What is cognitive debt in software engineering?

Cognitive debt is the gap between the software that exists and the team's shared understanding of how to change, debug, extend, and operate it safely.

How is cognitive debt different from technical debt?

Technical debt usually lives in code and architecture, such as duplication, tight coupling, or weak tests. Cognitive debt lives in the team's mental model: people no longer understand the system well enough to change it confidently.

Does AI-generated code always create cognitive debt?

No. AI can reduce cognitive debt when used to explain dependencies, draft documentation, generate test matrices, and expose edge cases. The risk appears when AI increases output faster than the team can verify and understand it.

What is one simple rule for teams using AI coding tools?

Do not merge code that no human understands well enough to operate. At least one person should be able to explain the intent, assumptions, invariants, failure modes, and rollback path.

Cognitive Debt in AI-Assisted Development: When Code Grows Faster Than Understanding

AI coding tools can make a team produce code faster than it can understand, review, debug, and safely operate that code. This article explains cognitive debt, how it differs from technical debt and intent debt, why agentic coding makes it more visible, and the practical controls teams can use: smaller batches, better PR rationale, human-owned invariants, disposable prototypes, and AI used to repay understanding instead of only generating more work.

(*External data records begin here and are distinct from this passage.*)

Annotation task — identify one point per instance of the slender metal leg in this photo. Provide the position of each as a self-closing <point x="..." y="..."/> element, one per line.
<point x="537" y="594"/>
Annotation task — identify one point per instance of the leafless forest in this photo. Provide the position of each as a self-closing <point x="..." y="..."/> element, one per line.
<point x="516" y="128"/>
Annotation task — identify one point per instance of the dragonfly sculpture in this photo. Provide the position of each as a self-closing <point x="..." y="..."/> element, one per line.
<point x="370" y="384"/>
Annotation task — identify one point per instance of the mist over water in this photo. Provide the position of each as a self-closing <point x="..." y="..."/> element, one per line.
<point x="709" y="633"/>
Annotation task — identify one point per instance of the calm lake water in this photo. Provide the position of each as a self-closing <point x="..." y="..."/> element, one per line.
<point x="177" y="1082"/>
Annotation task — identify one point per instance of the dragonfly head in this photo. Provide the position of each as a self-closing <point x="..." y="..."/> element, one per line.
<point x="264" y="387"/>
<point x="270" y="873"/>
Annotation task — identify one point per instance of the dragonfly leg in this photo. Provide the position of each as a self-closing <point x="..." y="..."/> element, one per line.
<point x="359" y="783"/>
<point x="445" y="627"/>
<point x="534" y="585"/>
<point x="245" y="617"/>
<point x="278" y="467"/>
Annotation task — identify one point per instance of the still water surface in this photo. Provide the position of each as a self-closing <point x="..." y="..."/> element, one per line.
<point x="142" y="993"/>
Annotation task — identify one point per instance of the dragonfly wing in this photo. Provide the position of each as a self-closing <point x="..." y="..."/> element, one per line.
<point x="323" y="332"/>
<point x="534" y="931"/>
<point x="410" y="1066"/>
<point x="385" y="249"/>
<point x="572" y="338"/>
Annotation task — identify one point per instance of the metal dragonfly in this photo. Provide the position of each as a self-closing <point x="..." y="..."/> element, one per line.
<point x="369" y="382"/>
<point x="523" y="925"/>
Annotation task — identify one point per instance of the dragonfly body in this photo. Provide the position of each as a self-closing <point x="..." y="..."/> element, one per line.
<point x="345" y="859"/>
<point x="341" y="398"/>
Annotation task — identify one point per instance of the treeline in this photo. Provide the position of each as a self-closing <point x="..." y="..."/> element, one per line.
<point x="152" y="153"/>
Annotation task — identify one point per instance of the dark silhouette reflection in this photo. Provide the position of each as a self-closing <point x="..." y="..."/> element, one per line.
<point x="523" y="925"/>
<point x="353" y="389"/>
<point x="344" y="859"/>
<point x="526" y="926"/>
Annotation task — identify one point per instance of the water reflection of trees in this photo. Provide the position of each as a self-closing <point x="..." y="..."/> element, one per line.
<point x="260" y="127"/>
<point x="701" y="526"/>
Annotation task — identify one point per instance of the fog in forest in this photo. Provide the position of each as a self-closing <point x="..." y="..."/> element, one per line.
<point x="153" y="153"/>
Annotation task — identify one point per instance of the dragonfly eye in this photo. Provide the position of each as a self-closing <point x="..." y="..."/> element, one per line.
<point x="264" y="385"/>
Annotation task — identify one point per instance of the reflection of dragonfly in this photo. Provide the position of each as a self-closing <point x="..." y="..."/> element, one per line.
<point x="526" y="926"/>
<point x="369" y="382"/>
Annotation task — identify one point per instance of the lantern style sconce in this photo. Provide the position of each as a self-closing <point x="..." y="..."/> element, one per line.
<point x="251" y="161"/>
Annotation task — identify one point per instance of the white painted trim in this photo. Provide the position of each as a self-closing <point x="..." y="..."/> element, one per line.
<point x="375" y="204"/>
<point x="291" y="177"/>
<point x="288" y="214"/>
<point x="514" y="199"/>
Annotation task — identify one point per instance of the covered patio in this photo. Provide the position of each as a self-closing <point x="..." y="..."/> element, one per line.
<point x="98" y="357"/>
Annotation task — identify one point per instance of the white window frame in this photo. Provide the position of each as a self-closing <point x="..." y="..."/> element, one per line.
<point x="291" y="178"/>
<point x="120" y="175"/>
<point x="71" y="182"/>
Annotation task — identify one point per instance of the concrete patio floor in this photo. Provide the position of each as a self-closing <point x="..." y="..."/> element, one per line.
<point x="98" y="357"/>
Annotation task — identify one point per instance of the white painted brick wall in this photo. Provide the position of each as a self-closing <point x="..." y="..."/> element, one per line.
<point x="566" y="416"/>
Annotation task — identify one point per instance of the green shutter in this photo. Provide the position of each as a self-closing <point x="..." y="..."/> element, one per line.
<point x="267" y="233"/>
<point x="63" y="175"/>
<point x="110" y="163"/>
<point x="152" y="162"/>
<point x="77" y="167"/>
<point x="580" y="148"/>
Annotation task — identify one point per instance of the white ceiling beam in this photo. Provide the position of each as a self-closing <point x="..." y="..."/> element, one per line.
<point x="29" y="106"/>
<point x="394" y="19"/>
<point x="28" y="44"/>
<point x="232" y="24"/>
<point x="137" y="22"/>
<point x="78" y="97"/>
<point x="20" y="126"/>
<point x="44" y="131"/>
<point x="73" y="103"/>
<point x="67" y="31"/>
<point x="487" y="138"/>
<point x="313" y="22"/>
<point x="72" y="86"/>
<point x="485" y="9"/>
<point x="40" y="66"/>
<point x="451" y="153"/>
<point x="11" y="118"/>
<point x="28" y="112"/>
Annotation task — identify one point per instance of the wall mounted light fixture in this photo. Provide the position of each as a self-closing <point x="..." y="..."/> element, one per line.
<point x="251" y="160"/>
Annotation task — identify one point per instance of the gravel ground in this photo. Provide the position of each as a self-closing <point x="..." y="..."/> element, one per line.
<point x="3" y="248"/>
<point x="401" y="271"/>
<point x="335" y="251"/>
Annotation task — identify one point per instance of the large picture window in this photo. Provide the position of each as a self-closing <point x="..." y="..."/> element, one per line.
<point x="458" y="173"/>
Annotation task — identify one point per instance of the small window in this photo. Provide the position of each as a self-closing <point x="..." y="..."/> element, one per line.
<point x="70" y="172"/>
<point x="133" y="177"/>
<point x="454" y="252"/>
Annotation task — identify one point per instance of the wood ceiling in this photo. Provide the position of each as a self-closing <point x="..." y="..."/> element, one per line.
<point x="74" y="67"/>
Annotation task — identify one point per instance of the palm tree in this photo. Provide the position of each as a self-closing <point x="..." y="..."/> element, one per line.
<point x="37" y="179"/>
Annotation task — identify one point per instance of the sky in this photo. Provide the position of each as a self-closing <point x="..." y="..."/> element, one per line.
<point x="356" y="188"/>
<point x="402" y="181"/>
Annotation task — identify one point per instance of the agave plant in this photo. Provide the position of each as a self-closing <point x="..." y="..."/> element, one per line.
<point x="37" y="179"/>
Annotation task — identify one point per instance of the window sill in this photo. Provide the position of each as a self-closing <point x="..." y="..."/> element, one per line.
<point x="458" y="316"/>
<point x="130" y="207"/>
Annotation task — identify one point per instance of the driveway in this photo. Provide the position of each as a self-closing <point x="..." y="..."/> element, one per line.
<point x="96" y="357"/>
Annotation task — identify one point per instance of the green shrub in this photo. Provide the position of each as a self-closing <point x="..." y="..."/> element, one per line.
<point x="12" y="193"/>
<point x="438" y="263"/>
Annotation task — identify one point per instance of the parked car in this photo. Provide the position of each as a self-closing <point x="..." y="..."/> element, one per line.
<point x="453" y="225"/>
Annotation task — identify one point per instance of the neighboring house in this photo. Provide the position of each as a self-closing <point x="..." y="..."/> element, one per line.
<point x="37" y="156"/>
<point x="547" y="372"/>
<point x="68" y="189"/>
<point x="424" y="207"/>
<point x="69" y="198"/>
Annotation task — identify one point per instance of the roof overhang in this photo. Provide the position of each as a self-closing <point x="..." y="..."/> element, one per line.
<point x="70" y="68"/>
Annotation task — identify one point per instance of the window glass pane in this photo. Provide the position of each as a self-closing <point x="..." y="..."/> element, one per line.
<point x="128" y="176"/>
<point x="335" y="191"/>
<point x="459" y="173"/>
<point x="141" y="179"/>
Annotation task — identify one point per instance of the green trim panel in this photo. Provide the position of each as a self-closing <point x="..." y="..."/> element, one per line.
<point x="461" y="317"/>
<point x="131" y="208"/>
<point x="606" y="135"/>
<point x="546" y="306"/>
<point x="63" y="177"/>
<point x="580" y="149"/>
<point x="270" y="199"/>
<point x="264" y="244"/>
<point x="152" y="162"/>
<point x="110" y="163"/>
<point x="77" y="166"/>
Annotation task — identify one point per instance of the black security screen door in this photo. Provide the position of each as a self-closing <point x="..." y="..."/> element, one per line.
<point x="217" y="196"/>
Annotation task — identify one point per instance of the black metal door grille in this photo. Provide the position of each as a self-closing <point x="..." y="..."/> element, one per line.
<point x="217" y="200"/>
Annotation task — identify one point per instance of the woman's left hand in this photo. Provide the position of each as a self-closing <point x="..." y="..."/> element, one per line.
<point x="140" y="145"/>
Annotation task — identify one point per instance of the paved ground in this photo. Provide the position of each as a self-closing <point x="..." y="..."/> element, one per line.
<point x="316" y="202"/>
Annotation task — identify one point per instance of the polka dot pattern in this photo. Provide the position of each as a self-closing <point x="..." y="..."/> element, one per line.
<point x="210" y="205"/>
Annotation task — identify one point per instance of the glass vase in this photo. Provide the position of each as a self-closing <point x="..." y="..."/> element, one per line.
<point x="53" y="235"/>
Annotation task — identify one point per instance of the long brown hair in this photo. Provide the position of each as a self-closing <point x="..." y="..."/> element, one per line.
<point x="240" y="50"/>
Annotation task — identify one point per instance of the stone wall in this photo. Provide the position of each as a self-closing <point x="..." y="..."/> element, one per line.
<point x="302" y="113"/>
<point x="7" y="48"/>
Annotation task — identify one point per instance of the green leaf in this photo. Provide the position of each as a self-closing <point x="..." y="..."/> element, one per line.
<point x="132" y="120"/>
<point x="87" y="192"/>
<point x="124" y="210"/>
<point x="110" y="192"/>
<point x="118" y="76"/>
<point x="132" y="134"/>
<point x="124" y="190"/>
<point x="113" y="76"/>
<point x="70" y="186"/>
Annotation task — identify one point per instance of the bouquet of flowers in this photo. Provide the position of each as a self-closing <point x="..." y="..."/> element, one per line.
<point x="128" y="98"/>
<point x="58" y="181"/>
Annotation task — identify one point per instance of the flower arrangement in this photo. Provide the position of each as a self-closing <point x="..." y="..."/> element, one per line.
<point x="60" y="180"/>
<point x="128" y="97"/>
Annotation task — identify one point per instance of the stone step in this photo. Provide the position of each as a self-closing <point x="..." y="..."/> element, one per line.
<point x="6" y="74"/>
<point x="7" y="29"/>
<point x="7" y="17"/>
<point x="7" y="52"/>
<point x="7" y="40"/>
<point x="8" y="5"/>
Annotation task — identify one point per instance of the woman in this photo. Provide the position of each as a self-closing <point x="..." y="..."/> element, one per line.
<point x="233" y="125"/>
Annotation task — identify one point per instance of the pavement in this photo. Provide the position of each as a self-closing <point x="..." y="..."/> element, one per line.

著者：Nguyen Le Phong2026年4月5日15 分で読めます

AI
Cognitive Debt
AI Agents
Software Engineering
Code Review
Engineering Culture

You have probably seen the pull request already. It arrives late in the afternoon with a friendly note: AI helped with most of this, tests are green. The diff is large. The naming is mostly fine. The code compiles. The unit tests pass. The branch deploys to staging. Nothing looks obviously broken.

And still, while reviewing it, something in your stomach stays tense. You cannot quite explain the authorization edge case. You are not sure why the cache TTL is five minutes. The fallback path looks reasonable, but no one remembers whether a revoked user is allowed to keep access during propagation. The code may be correct. The problem is that the team does not understand it well enough to be confident.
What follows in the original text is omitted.